How do you measure the worth of a person? Is it by how much he (the pronoun "he", in this particular entry, is used to address both sexes of the human species) earns at work? Or by how intelligent he is -- his level of education? Is it by the number of good deeds he has done for those around him? Or what he has contributed to his community or society in general?
Do you evaluate someone by his trustworthiness? Or the way he adheres to his ideals and moral values? Do you measure him up against the wealth of his life experience? Or his upbringing and family background? Do you consider his race, his faith, his interests, or even his sexual preference, before you measure his worth? Do you judge him by his ability to procreate, to support his family (physically and emotionally) or simply by his capability to provide unconditional love to those dearest to him?

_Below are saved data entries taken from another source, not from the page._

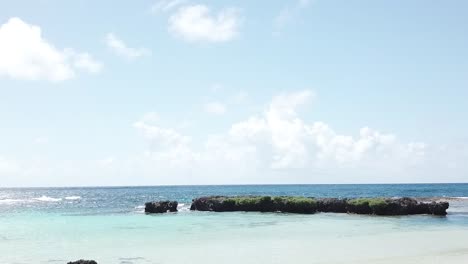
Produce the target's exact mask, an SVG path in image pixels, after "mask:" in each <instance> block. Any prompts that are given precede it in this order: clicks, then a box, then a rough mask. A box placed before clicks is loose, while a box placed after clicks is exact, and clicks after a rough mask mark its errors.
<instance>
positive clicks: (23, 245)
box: [0, 212, 468, 264]
mask: <svg viewBox="0 0 468 264" xmlns="http://www.w3.org/2000/svg"><path fill="white" fill-rule="evenodd" d="M0 221H1V223H2V225H1V226H0V234H1V235H2V236H1V237H0V251H1V252H2V254H0V263H5V264H13V263H15V264H19V263H66V261H68V260H73V259H79V258H88V259H96V260H97V261H98V263H101V264H102V263H117V264H140V263H167V264H169V263H171V264H174V263H204V264H209V263H236V264H238V263H252V264H253V263H257V264H258V263H467V262H468V225H467V224H468V218H467V217H466V216H465V215H463V214H461V215H460V214H457V215H449V216H448V217H433V216H405V217H375V216H358V215H346V214H315V215H293V214H276V213H264V214H262V213H208V212H180V213H177V214H168V215H154V216H153V215H152V216H150V215H144V214H141V213H137V212H135V213H134V214H115V215H79V216H77V215H59V214H40V213H36V214H21V213H19V214H14V215H9V216H8V217H2V218H0ZM5 253H6V254H5Z"/></svg>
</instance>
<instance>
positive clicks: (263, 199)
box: [190, 196, 449, 215]
mask: <svg viewBox="0 0 468 264" xmlns="http://www.w3.org/2000/svg"><path fill="white" fill-rule="evenodd" d="M448 207H449V204H448V202H436V201H430V202H428V201H425V202H420V201H417V200H416V199H413V198H406V197H405V198H356V199H339V198H308V197H289V196H278V197H270V196H244V197H228V196H208V197H200V198H196V199H194V200H193V202H192V205H191V207H190V210H197V211H214V212H232V211H247V212H285V213H300V214H312V213H315V212H332V213H355V214H369V215H370V214H372V215H413V214H430V215H446V214H447V209H448Z"/></svg>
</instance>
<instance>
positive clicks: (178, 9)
mask: <svg viewBox="0 0 468 264" xmlns="http://www.w3.org/2000/svg"><path fill="white" fill-rule="evenodd" d="M240 24H241V18H240V14H239V10H237V9H235V8H224V9H222V10H220V11H219V12H218V13H213V12H212V11H211V9H210V8H209V7H208V6H206V5H186V6H182V7H180V8H179V9H178V10H177V11H176V12H174V13H173V14H172V15H171V16H170V17H169V32H170V33H172V34H173V35H174V36H176V37H180V38H182V39H183V40H186V41H189V42H215V43H216V42H227V41H230V40H233V39H234V38H235V37H236V36H237V35H238V34H239V27H240Z"/></svg>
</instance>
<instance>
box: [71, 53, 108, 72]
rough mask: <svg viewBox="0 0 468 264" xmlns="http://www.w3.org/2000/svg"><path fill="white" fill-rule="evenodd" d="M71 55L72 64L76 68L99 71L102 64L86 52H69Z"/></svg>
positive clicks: (99, 71)
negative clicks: (71, 58) (73, 59)
mask: <svg viewBox="0 0 468 264" xmlns="http://www.w3.org/2000/svg"><path fill="white" fill-rule="evenodd" d="M71 56H72V57H73V58H74V62H73V66H74V67H75V68H76V69H81V70H84V71H87V72H89V73H94V74H96V73H99V72H100V71H101V70H102V68H103V66H102V63H100V62H98V61H96V60H94V59H93V57H92V56H91V55H90V54H88V53H74V52H71Z"/></svg>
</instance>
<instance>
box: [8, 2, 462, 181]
mask: <svg viewBox="0 0 468 264" xmlns="http://www.w3.org/2000/svg"><path fill="white" fill-rule="evenodd" d="M467 10H468V2H467V1H461V0H460V1H456V0H447V1H430V0H429V1H428V0H411V1H407V0H405V1H403V0H394V1H374V0H360V1H357V0H282V1H279V0H274V1H247V0H238V1H227V0H226V1H209V0H206V1H197V0H138V1H90V0H82V1H61V0H37V1H25V0H17V1H2V2H1V3H0V187H26V186H35V187H37V186H118V185H131V186H135V185H188V184H295V183H297V184H302V183H310V184H314V183H318V184H319V183H413V182H414V183H427V182H468V164H467V162H466V161H467V160H468V122H467V113H468V16H466V12H467Z"/></svg>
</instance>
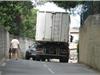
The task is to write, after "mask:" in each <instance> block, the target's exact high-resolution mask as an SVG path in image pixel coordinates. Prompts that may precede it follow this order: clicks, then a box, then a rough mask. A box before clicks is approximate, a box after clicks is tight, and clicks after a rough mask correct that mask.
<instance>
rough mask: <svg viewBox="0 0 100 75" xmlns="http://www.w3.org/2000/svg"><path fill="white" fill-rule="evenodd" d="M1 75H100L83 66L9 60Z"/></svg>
mask: <svg viewBox="0 0 100 75" xmlns="http://www.w3.org/2000/svg"><path fill="white" fill-rule="evenodd" d="M0 71H1V75H100V74H99V73H97V72H96V71H94V70H92V69H90V68H89V67H86V66H85V65H82V64H72V63H58V62H39V61H32V60H17V61H16V60H9V61H7V62H6V64H3V65H2V66H1V67H0Z"/></svg>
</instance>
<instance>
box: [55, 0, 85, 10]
mask: <svg viewBox="0 0 100 75" xmlns="http://www.w3.org/2000/svg"><path fill="white" fill-rule="evenodd" d="M53 2H54V3H56V4H57V5H58V6H60V7H63V8H65V9H70V8H74V7H75V6H77V5H79V4H84V1H53Z"/></svg>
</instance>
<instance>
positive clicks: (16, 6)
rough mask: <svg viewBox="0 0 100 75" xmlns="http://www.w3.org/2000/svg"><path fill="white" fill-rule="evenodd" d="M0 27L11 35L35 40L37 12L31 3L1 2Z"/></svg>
mask: <svg viewBox="0 0 100 75" xmlns="http://www.w3.org/2000/svg"><path fill="white" fill-rule="evenodd" d="M0 25H3V26H4V27H5V28H6V29H7V30H8V31H9V32H10V33H11V34H14V35H18V36H27V37H31V38H34V36H35V35H34V34H35V29H34V26H35V25H36V10H35V9H34V8H33V5H32V2H30V1H1V2H0Z"/></svg>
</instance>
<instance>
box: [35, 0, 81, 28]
mask: <svg viewBox="0 0 100 75" xmlns="http://www.w3.org/2000/svg"><path fill="white" fill-rule="evenodd" d="M36 8H37V9H39V10H40V11H52V12H66V10H65V9H63V8H61V7H58V6H57V5H56V4H54V3H53V2H47V3H45V4H44V5H40V6H37V7H36ZM78 10H80V7H79V8H77V11H78ZM77 11H76V12H77ZM70 18H71V23H70V27H78V28H79V27H80V15H79V14H77V15H70Z"/></svg>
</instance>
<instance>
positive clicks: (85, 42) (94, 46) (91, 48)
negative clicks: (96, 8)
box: [79, 14, 100, 70]
mask: <svg viewBox="0 0 100 75" xmlns="http://www.w3.org/2000/svg"><path fill="white" fill-rule="evenodd" d="M79 62H81V63H84V64H87V65H89V66H91V67H93V68H96V69H98V70H100V15H99V14H97V15H91V16H89V17H88V18H87V19H86V21H85V23H84V25H83V26H81V28H80V41H79Z"/></svg>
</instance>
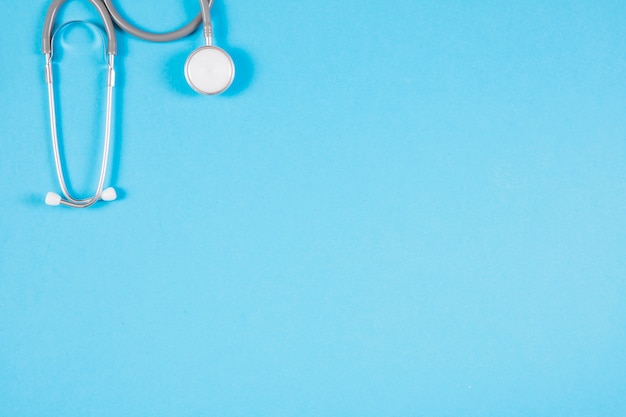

Where does it all end, the measure of man?
And when I look at myself in the mirror, I am so different, from that person whom I wanted to be... that IDEAL whom I measure myself against. I am not at the cross-roads of my life, but rather, I am in the darkest of alleys, in the most deepest depths of limbo and I know somewhere, there is a way out for me, that yellow-brick road of surety leading toward self-realization of one's worth in this world.
Everyday -- the pungent tang of carbon monoxide from the endless stream of vehicles that choke the streets, the dull ache in my temples when I awake from yet another restless sleep, the uneven palpitations of my heart when I've had too much caffeine in the evenings -- serves to remind me of my mortality, my ephemeral lifespan in God's land... and I know I have so much to live for, so much to look forward to. But I feel like I'm just staring blankly at the sky all the time, as if waiting for something...
Waiting... For the day when I step out of this cul de sac.